Quarterly Commentary

1Q 2022


  • Wage pressure, logistical transportation, higher commodity prices, and supply chain constraints continued to hamper earnings and forward guidance for many companies. The pandemic and geopolitical conflicts continue to exacerbate global supply issues. We still expect to see some of these risks and pressures begin to alleviate, however the recovery has been delayed beyond our original expectations.
  • Semiconductor shortages continue to have widespread negative implications for many end markets, including automotive, medical, industrial, and defense. To date, demand remains robust, which gives us confidence that we will continue to see a recovery throughout the year. We expect semiconductor shortages to stay elevated for an extended period, which supports our long-term bullish investment thesis in semiconductor capital equipment stocks.
  • Supply chain interruptions have negatively impacted global growth while simultaneously supporting persistent inflationary pressures. Inflation has remained elevated beyond our original estimates as geopolitical conflicts has exacerbated pressures for commodities. The Federal Reserve has pivoted to more aggressively address inflationary pressures and has generally outlined a plan for higher interest rates and a reduction in their balance sheet holdings which have been and remain headwinds for risk assets.

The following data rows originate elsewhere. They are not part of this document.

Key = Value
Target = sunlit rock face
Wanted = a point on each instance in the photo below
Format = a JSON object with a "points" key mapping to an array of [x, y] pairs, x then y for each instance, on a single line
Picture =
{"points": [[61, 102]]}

  • The Fund’s Institutional (NESIX) and Retail classes (NESGX) returned –11.39% and –11.56% respectively in 1Q22, underperforming the Russell 2000 Index’s -7.53%.
  • Primary contributors to the Fund’s 1Q22 performance were Limelight Networks, Inc. (LLNW) and Benefitfocus (BNFT). Limelight, a content delivery network provider, continued to benefit from its operational transformation. Under a new CEO, it has added security, realigned the sales team, and adopted a customer-centric approach over the past year. Benefitfocus, a software company that manages employee benefits programs, has also transformed under new leadership and has attracted value-oriented investors.
  • As an asset class, small-cap growth stocks have been under selling pressure since the highs set last February. We hope to see supply chain complications improve and inflation risks abate.
  • The Fund exited many of its small positions to reduce the number of portfolio holdings and raised cash.


  • Following the current market repricing and near-term multiple contractions, small-cap companies should benefit longer-term from improved global growth. Revenue prospects should provide leverage in business models and drive improved earnings and cash flow.
  • We continue to like the semiconductor capital equipment industry, including portfolio holdings FormFactor (FORM), Veeco Instruments (VECO), and MKS Instruments (MKSI), and the Fund’s many small-cap holdings that are suppliers to these businesses. Investment in semiconductors has many growth drivers that provide nice long-term tailwinds to the sector.
  • The recently passed Infrastructure Investment and Jobs Act will provide substantial funding for expansion in industries such as broadband, wireless communications, and optical components. Optical suppliers such as portfolio holdings Infinera (INFN) and II-VI (IIVI) should also benefit from this buildout. The Federal Reserve has communicated its more hawkish stance and will raise interest rates and taper monetary accommodation. We expect multiple compression to continue to occur along with higher volatility. We will be patient during this process and will look to invest in companies with strong management teams, solid balance sheets, and an ability to generate cash flow and profits.